We take the left tunnel.

The walls here are different. Carved with symbols that make my skin crawl. They're not random, they form patterns. Stories maybe.

"What are these?" I ask, running my fingers over one.

"Old pack markings," Luna says quietly. "From before the wars. These mines used to be sacred ground."

"Not anymore," Kieran says.

We keep walking. The tunnel narrows until we're moving sideways, shoulders scraping stone. My heart pounds in the confined space.

Then it opens up again into a wider chamber.

And I immediately wish it hadn't.

There are things here. Remnants of someone living in the dark.

A sleeping bag stained with god knows what. Cans of food scattered around a dead fire. And on the wall, scratched into the stone with something sharp, are words.

"Day forty seven. The voices are quieter now. Or maybe I'm just getting used to them."

"Day sixty three. Found another one today. She screamed for six hours before I made it stop."

"Day ninety. I can feel them coming. The twins. The ones mother told me about. Soon we'll be together. Soon we'll be whole."

My stomach turns.

"He's been here for months," Luna whispers, her voice shaking.

Reyna moves deeper into the chamber. She stops at something hanging from the ceiling.

Clothes. Small clothes. A child's jacket covered in dried blood.

"How many?" I ask even though I don't want to know.

"Based on the scent?" Reyna's voice is hollow. "At least twelve different people have died in this chamber alone."

Kieran's hand finds my shoulder. "We keep moving."

But I can't stop staring at the jacket. It's pink with a unicorn patch sewn on badly like someone's mother did it by hand.

"Thalira," Kieran says more firmly. "We have to go."

I force my feet to move.

The next tunnel slopes downward. My boots slip on loose rock. Kieran catches my elbow before I fall.

"Thanks," I mutter.

"Always."

Luna stops suddenly. Her head tilts like she's listening to something I can't hear.

"What is it?" Reyna asks.

"I don't know. Something feels wrong."

The words barely leave her mouth before the ground shakes.

Dust rains from the ceiling. Small rocks become bigger rocks. Then boulders.

"Run!" Kieran shouts.

We sprint forward as the tunnel behind us collapses. The sound is deafening. Stone crashes into stone, the impact vibrating through my bones.

We make it maybe fifty feet before the shaking stops.

I turn back. Where the tunnel used to be is now solid rock.

"No no no," Luna breathes, running to the collapse. She claws at the stones uselessly. "We're trapped."

"There has to be another way out," I say.

Reyna shifts back to human, her face pale. "There is. Forward. Toward wherever he wants us to go."

The silence that follows is suffocating.

"Then we go forward," Kieran says. "And we're ready for whatever he throws at us."

We continue deeper.

The twin bond that's been dormant most of my life suddenly flares to life. I can feel Luna beside me, not just physically but emotionally. Her fear crashes into mine, doubling the weight.

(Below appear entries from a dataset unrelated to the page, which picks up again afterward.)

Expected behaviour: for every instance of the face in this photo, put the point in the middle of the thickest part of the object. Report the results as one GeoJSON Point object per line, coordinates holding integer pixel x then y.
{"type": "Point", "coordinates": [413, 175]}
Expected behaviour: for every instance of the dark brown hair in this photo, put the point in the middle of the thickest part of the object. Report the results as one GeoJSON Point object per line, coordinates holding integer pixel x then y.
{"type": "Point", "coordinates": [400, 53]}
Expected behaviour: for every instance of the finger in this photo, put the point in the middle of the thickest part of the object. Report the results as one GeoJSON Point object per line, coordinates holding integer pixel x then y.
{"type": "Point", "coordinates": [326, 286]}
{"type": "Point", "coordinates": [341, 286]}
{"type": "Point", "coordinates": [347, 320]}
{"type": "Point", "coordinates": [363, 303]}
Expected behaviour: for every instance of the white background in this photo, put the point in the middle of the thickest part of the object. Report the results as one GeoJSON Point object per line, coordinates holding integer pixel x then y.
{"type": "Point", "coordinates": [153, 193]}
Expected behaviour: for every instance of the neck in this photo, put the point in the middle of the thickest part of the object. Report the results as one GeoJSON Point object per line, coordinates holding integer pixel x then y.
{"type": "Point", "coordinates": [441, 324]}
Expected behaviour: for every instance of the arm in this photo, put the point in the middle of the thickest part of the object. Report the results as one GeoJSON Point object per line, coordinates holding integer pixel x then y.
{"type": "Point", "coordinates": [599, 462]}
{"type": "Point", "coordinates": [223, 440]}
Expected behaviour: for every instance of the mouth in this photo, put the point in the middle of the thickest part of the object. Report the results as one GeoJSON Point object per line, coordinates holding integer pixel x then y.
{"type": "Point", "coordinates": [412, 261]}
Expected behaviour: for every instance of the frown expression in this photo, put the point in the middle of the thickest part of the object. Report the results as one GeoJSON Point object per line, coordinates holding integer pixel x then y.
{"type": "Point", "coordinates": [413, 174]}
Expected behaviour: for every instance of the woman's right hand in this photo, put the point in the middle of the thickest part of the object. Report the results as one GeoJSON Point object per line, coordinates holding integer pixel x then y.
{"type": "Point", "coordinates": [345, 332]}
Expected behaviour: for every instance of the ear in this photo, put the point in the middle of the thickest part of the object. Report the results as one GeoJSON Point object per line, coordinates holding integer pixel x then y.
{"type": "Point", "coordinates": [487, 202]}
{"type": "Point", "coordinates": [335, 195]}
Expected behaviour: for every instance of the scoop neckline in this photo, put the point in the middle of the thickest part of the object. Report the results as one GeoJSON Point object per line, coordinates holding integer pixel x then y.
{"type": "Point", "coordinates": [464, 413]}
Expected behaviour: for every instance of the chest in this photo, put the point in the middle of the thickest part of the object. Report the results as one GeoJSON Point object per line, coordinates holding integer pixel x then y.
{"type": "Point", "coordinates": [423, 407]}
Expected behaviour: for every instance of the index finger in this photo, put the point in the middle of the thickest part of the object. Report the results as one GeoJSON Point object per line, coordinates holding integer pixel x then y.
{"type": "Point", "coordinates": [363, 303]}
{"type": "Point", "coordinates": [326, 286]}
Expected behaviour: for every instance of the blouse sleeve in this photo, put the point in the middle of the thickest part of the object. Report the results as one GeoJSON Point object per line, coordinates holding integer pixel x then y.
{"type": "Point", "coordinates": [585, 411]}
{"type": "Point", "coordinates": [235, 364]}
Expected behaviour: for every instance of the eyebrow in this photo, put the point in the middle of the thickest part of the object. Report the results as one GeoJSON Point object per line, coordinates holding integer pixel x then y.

"Do you feel that?" I gasp.

"Your terror or mine?" Luna's laugh is shaky. "I can't tell the difference anymore."

"Is this what it's like with the boys?"

"Similar but different." I search for the right words. "They're pieces of my soul so feeling them is like feeling parts of myself. But you, you're separate. You're your own person and I can still feel everything."

"I hate it," she whispers. "How do you stand it?"

"You get used to it. Or you learn to build walls."

"Teach me."

"Later. When we're not about to die."

"If we're not about to die."

The tunnel widens again into another chamber. This one makes the last look tame.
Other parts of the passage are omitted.